Le reste à charge se finance, il ne se paie pas nécessairement au comptant : sur le cas type à Terres-de-Caux, le reste à charge d'un ménage très modeste ressort à 6 000 € après aide ANAH et prise en charge de l'accompagnement. Étalé sur quinze ans en éco-prêt à taux zéro, cela représente de l'ordre de 35 € par mois, à comparer aux 1 700 € d'économie annuelle attendue sur la facture d'énergie.
La part de logements occupés par leur propriétaire indique en creux le volume du parc locatif privé concerné, et les données de Terres-de-Caux le montrent nettement. On relève 1 751 résidences principales recensées, 2.42 personne(s) par logement, 92 % de maisons individuelles, en zone climatique H1a. Ces valeurs ne décident d'aucun projet à elles seules, mais elles fixent l'ordre de grandeur dans lequel un chiffrage à Terres-de-Caux est crédible.
Le climat entre dans le calcul réglementaire : la zone H1a applicable à Terres-de-Caux correspond à une base de 250 kWh/m²/an. Plus cette base est élevée, plus la remise à niveau d'un logement mis en location rentabilise vite son surcoût, à performance identique.
Deux classes ou trois, la différence est d'abord financière : 30 000 € HT contre 40 000 € HT d'assiette à Terres-de-Caux. Le logement loué pesant environ 22 512 000 €, il reste à comparer le coût du lot supplémentaire au gain d'aide obtenu en franchissant le palier.
L'écart entre profils est considérable à Terres-de-Caux : 32 000 € pour un ménage très modeste contre 4 000 € pour un ménage aux revenus supérieurs, sur la même assiette de 40 000 € HT. Pour la remise à niveau d'un logement mis en location, le montage financier n'a donc rien de commun d'un foyer à l'autre.

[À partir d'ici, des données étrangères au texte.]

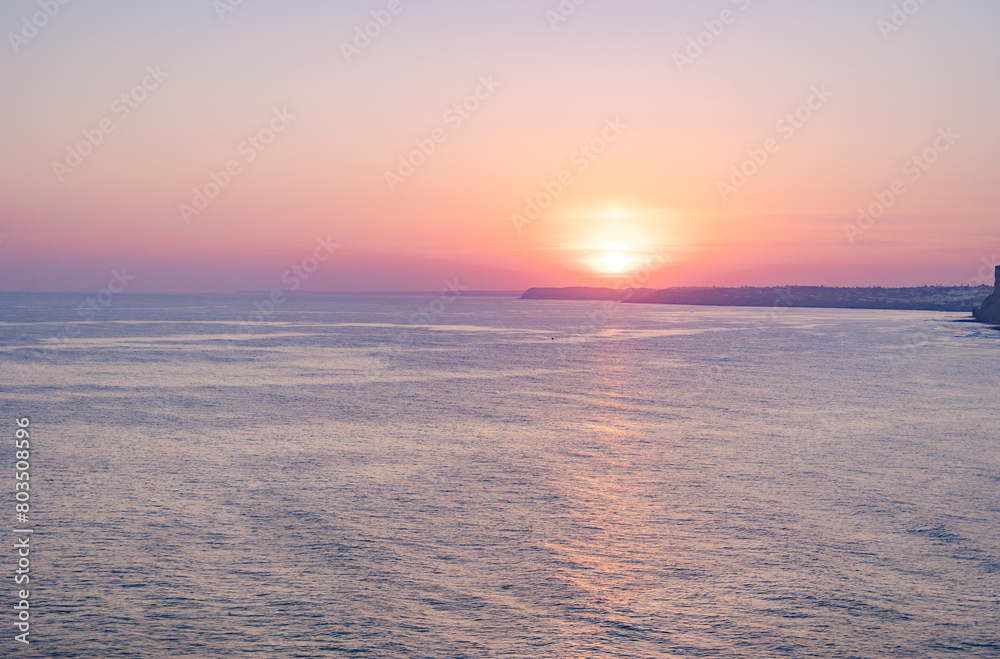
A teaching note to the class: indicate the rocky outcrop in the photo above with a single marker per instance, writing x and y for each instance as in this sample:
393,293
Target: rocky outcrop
989,312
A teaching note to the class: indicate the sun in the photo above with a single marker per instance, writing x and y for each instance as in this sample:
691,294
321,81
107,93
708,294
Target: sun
615,260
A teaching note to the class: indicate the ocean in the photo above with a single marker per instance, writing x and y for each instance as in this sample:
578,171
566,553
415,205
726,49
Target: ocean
220,476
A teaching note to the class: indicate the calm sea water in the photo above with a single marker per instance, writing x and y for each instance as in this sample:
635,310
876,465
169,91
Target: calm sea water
513,479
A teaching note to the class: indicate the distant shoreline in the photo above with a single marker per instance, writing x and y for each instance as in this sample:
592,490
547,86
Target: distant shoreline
922,298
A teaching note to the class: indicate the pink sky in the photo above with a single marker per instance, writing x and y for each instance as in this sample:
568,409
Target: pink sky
643,128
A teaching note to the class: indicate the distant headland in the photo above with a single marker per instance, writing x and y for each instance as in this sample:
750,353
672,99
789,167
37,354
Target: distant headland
977,299
989,310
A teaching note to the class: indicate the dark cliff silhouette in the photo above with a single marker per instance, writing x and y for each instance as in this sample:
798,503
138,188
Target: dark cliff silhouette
989,312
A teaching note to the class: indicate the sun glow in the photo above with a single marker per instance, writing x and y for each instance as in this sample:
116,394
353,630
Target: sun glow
615,261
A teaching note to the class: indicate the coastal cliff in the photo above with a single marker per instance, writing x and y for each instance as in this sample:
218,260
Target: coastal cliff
989,312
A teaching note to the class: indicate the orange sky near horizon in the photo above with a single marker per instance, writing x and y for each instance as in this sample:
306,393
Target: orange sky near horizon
502,145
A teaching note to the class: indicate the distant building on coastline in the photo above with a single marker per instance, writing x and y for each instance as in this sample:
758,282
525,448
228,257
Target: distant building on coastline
989,312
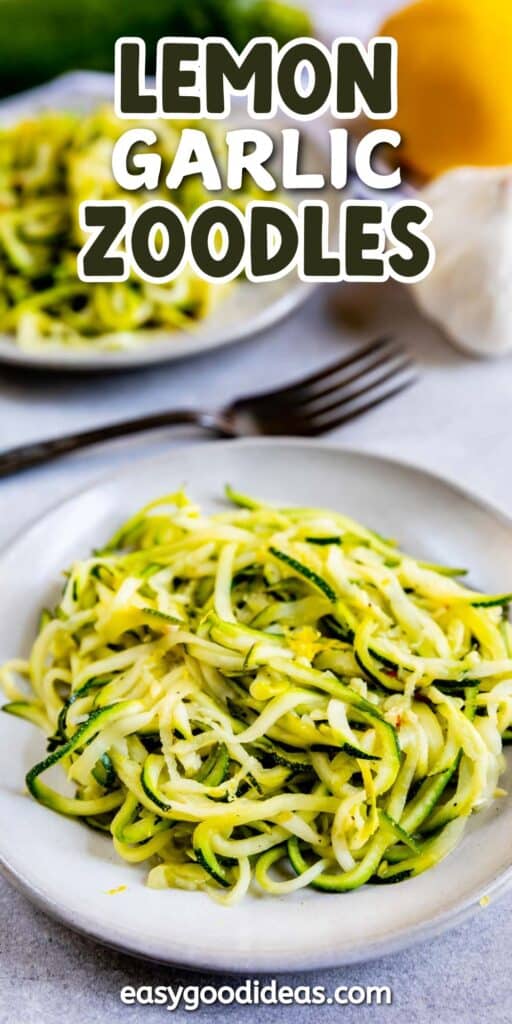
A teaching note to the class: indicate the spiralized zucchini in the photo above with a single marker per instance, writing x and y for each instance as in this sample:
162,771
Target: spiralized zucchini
48,166
269,694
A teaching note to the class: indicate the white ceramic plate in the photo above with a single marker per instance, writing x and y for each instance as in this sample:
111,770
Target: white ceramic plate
246,309
68,869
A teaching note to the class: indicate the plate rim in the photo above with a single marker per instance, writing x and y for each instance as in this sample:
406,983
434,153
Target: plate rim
496,888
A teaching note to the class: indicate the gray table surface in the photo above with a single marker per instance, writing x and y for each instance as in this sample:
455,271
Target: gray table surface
456,421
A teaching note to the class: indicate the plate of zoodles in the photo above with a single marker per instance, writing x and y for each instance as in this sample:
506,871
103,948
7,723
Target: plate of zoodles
55,153
257,708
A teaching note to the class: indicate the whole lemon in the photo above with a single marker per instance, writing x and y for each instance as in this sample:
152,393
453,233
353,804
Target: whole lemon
455,83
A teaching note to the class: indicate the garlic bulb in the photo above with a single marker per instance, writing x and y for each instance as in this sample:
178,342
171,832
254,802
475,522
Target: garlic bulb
469,290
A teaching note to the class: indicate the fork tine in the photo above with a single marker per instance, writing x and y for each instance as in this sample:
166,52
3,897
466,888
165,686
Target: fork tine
285,393
316,427
336,384
343,395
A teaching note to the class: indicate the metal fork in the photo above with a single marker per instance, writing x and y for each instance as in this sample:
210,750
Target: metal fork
312,406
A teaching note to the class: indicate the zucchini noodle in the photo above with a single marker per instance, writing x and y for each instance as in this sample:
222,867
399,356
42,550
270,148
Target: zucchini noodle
274,696
50,165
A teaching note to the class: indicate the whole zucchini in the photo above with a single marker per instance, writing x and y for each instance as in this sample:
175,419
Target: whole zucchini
40,40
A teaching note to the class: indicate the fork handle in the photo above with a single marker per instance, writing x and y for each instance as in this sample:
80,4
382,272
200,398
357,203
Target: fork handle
25,456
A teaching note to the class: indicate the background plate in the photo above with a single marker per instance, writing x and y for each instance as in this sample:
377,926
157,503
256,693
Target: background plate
68,869
246,309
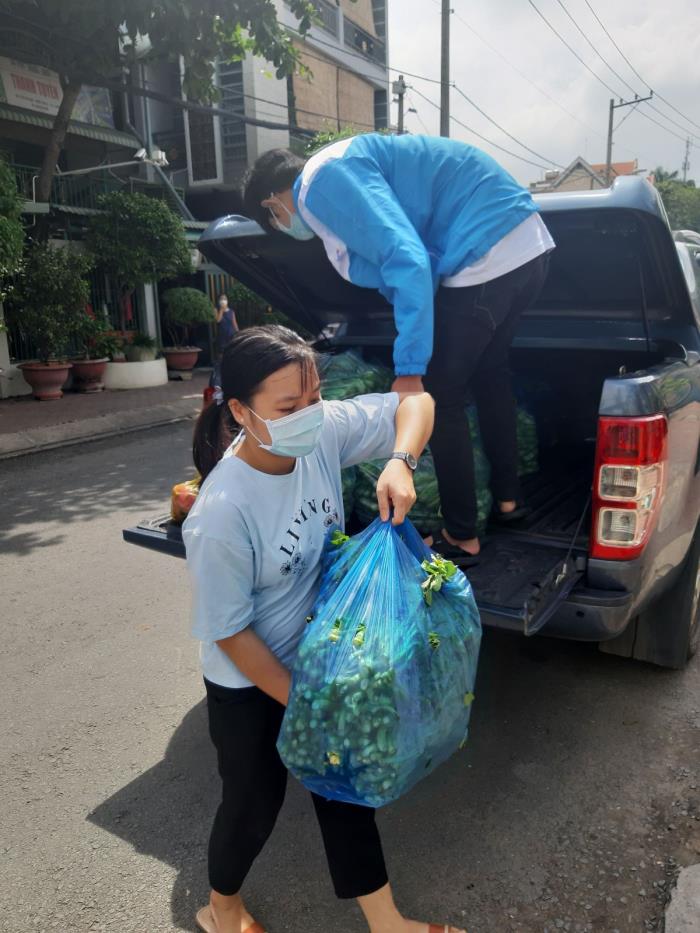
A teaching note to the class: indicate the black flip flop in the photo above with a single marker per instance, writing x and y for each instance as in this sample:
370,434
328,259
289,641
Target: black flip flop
450,552
520,512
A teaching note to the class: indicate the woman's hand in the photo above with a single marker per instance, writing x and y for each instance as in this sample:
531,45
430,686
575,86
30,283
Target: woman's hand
395,489
406,385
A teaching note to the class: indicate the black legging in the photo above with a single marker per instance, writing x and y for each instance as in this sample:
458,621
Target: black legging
474,328
244,724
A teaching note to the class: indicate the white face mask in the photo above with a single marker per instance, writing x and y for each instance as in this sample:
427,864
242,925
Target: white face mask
294,435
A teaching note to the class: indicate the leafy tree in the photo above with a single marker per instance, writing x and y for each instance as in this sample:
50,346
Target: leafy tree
11,230
661,175
49,302
185,307
137,239
90,43
330,134
682,203
252,310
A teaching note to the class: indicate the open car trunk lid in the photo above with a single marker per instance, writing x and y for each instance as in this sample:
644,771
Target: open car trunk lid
615,282
615,276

À la réception à Terres-de-Caux, le document déterminant est le constat de décence après travaux. Il conditionne le versement du solde de l'aide, dont le montant maximal atteint 32 000 € pour un ménage très modeste et 18 000 € pour un ménage intermédiaire sur l'assiette de 40 000 € HT.
Guichet compétent : CA Caux Seine Agglo, dont dépend le territoire à Terres-de-Caux. C'est à ce niveau que se vérifient les compléments locaux mobilisables sur la remise à niveau d'un logement mis en location — ils ne remplacent pas MaPrimeRénov' mais réduisent le solde à financer.
Maisons ou logements collectifs, la réponse technique diffère : à Terres-de-Caux, la part de maisons atteint 92 % du parc (1 613 logements). Pour la remise à niveau d'un logement mis en location, cela signifie que la vacance du logement pendant les travaux lourds conditionne la majorité des chantiers plutôt qu'une minorité de cas.
Le taux de TVA n'est pas un détail sur ce type de chantier : à 5,5 %, la remise à niveau d'un logement mis en location facturé 22 512 000 € TTC à Terres-de-Caux supporte 1 173 611 € de taxe. Une facturation à 20 % par erreur renchérit le projet de plusieurs milliers d'euros et se rattrape mal après coup.